What Are The Odds?
"You waited too long to make your move and now you're in The Friend Zone." – Joey Tribbiani
***
"Hai, Mel," begitu kata perempuan blasteran dengan kulit kecoklatan. Rambut yang tebal dan berombak ia warnai dengan warna cokelat gelap dan ia biarkan terurai. Matanya agak sayu, bibirnya sedikit tebal. Sekilas dia terlihat seperti orang yang galak, judes dan mudah kesal. Tapi tak lama setelah ia bersuara, Melisa ternyata adalah orang yang murah senyum dan sangat menyenangkan. Tubuh Alva yang tinggi besar dapat diimbangi dengan tingginya. Membuatnya dan Alva nampak sangat serasi.

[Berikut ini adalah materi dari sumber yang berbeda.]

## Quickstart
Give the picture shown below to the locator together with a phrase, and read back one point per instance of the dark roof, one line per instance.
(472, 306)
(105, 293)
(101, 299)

"Hai Mel ..." balas Ranti dan Salsa bersamaan. Mereka terpana dengan penampilan Mel. Sepakat sudah, ini adalah cewe Alva yang paling cantik! Sofia kelaut saja kalau dibandingkan dengan cewe ini!
"Akhirnya dikenalin juga gue sama cewe-cewe Alva yang lain," kata Mel sambil menyenggol lengan Alva dengan bahunya. Alva hanya melirik sambil tersenyum malu.
"Hah? Cewe-cewenya? Sok laku lo, Va!" kata Salsa sewot. Gengsinya tidak bisa menerima dinyatakan sebagai pendamping sampingan Alva.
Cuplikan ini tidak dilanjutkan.